Is it ever OK to say “I spent more on that, so I am in compliance.” Is spending more money the only way to demonstrate “success?”

I say this is the opposite of success. Are we going to allow school districts to shrug off poor results by spending more.

I really don’t understand the critics of California’s Local Control Funding Formula’s proposed regulations.  The regulations allow you to:

1.  Spend more (spend more money on students who need extra help), or

2.  Provide more (provide more services to students who need extra help), or

3.  Improve more (actually improve outcomes for students who need extra help)

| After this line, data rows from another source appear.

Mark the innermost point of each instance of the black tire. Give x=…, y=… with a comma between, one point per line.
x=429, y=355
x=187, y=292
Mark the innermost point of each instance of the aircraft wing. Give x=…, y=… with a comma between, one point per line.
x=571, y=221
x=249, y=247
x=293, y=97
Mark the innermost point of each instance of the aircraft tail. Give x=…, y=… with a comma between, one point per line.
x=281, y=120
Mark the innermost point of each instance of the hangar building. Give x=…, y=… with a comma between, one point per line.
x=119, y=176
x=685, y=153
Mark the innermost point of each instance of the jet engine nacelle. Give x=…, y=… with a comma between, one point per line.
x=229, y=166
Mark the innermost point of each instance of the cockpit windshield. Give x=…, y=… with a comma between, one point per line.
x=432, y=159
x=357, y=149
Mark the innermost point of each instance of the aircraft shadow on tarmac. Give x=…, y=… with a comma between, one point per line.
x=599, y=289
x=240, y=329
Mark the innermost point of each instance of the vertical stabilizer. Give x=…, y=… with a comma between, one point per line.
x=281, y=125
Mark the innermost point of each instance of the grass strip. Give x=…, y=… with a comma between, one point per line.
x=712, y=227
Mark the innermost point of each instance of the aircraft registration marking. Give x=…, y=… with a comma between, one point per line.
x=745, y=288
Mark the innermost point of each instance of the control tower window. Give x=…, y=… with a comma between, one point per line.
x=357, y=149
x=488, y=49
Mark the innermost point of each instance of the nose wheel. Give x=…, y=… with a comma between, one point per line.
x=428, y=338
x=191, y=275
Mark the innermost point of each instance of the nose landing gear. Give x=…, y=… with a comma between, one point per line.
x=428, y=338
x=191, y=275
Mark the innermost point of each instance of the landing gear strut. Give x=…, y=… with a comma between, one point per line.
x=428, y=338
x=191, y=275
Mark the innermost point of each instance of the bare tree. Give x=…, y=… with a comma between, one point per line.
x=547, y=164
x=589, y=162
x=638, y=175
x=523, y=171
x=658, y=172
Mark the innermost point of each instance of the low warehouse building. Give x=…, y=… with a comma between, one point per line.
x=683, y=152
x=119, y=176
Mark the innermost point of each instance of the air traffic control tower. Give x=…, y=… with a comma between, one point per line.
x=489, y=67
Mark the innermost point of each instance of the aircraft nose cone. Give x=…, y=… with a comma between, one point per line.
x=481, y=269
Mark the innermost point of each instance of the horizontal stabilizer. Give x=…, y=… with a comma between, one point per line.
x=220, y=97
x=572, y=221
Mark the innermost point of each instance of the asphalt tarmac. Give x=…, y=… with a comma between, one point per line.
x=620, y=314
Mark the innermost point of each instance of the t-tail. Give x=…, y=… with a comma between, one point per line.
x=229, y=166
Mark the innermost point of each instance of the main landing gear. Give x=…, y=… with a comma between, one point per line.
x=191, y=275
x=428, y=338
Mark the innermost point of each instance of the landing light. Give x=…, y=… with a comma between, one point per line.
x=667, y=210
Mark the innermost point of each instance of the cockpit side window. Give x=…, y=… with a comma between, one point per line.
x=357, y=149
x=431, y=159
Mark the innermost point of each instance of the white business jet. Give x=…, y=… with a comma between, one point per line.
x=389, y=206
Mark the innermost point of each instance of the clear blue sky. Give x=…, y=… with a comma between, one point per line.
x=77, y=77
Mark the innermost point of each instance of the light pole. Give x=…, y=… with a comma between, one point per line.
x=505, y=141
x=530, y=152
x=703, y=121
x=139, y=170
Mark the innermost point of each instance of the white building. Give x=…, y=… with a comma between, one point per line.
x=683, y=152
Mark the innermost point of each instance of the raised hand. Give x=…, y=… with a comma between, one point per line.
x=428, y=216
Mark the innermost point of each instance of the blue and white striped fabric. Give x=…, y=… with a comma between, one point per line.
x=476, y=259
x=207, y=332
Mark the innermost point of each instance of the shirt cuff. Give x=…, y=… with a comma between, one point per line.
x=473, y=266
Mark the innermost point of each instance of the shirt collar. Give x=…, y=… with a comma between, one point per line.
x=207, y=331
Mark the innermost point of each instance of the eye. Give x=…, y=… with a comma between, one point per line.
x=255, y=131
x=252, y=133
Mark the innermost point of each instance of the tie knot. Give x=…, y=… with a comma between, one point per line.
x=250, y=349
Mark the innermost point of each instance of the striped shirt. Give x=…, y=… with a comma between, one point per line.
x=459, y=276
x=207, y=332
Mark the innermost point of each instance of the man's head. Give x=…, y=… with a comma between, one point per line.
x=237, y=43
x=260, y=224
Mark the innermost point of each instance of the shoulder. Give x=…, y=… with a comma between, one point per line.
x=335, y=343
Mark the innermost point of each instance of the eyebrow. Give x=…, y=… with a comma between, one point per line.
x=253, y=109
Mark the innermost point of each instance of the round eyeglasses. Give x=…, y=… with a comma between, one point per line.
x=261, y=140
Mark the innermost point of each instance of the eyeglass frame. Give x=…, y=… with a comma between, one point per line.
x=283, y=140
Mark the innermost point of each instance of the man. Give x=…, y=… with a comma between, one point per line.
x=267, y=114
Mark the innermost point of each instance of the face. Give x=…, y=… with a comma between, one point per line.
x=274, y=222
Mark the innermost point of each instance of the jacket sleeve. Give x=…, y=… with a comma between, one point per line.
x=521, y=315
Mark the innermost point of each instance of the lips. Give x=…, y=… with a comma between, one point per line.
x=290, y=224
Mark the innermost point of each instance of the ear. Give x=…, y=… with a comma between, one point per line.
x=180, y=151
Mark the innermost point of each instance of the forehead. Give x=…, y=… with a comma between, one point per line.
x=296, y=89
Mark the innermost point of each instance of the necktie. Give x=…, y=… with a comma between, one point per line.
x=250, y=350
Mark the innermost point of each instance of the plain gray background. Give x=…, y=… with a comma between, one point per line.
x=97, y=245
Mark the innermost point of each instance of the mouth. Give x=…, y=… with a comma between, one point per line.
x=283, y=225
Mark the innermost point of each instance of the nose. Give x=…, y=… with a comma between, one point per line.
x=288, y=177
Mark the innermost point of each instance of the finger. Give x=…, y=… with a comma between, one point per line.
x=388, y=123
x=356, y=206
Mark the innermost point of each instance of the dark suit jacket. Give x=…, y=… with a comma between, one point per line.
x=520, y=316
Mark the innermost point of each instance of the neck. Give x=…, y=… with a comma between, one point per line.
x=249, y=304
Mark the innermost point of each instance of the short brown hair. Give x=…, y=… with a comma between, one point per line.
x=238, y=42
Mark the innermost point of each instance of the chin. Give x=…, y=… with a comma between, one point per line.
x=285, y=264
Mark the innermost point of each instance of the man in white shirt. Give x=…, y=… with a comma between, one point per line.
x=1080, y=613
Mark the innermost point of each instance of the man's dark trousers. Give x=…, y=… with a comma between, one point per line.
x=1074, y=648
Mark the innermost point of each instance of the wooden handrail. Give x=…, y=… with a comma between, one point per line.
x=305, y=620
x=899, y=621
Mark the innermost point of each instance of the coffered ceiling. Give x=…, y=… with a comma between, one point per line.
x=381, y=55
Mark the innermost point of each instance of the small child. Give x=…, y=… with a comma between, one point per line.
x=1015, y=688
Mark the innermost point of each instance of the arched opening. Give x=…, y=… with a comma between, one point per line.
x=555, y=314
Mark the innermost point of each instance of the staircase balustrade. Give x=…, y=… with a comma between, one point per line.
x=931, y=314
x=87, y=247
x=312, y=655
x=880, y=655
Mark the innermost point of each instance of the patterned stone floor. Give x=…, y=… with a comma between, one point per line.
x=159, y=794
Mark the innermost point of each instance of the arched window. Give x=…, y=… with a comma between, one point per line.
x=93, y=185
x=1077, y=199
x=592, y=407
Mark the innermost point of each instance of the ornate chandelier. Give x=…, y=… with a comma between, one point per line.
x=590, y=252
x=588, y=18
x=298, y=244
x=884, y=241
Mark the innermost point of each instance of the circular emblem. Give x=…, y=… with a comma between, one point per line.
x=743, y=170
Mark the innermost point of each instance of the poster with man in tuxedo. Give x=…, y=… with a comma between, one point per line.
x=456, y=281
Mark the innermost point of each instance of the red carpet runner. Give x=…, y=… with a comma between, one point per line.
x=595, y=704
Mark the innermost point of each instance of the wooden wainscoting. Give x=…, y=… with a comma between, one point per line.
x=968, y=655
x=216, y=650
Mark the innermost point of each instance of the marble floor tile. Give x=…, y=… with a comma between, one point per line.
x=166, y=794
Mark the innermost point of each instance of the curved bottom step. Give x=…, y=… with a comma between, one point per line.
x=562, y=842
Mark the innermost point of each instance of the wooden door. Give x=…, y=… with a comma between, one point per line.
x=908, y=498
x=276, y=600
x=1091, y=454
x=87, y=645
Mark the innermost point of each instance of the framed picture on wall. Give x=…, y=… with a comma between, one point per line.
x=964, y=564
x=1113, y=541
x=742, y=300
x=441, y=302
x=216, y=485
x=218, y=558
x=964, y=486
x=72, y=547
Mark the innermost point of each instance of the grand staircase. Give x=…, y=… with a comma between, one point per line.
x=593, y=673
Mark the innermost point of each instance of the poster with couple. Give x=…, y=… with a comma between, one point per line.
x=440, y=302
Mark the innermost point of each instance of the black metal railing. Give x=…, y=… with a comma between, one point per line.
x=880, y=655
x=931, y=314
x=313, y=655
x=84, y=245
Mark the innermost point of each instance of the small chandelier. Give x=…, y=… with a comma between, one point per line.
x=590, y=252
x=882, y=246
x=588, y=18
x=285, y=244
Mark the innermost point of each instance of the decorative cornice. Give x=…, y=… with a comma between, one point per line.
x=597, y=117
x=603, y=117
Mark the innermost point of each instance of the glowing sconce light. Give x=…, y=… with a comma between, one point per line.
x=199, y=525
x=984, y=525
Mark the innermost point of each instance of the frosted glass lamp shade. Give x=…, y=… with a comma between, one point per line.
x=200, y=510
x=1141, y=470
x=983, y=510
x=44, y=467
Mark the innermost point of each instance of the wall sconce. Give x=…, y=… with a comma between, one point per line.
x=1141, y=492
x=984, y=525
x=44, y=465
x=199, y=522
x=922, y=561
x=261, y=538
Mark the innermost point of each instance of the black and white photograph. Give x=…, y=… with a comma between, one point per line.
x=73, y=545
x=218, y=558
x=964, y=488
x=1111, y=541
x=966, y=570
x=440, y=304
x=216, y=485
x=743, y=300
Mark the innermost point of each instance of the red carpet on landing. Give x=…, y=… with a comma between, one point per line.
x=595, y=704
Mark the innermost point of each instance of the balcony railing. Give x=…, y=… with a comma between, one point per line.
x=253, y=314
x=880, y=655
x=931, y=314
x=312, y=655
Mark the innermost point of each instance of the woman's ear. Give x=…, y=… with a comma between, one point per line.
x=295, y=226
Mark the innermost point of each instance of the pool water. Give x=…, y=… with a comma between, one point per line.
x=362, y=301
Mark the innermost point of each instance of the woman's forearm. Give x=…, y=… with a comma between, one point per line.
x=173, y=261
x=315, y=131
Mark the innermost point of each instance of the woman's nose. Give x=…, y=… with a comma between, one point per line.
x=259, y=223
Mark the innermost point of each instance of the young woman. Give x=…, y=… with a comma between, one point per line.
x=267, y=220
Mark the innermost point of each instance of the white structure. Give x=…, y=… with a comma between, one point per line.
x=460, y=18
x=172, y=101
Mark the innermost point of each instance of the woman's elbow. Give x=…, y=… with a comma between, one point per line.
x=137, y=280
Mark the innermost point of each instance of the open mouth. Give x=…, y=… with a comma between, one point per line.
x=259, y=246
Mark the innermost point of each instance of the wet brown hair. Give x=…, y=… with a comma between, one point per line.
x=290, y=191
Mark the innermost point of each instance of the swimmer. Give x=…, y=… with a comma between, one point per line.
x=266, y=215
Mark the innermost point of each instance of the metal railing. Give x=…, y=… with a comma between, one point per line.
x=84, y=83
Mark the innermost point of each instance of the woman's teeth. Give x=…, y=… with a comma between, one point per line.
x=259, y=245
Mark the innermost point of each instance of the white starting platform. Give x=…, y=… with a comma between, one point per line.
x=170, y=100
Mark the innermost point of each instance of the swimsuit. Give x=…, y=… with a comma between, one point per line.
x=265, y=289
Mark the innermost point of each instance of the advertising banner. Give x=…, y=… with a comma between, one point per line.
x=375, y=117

It is the third option that is giving fits to some student advocates. As reported in the Mercury News

The executive director of Education Trust-West said the civil rights coalition supports combining the first two options and eliminating the third.”We think that’s the most rational way for them to actually comply with the law,” he said. “That would be providing for and spending more on high need students.”

What?  Actually improving outcomes (whether or not you spent more money) is not OK?  I think it is a huge concession to allow the first two options at all.  Shouldn’t we insist on results?

Uncomfortably, I now sound like a ranting right-winger. However, as a taxpayer I want a return on my investment. It is a meaningless tautology to say that the measure of success of dollars invested is the number of the dollars invested.

Can a school district that continues to fail its most vulnerable students be given a pass just because it spends more money on them, or provides more services to them?

Photo Credit

Photo Credit

I don’t want to be regarded as an ineffective person with good intentions just trying my best.  That would never be tolerated in private industry.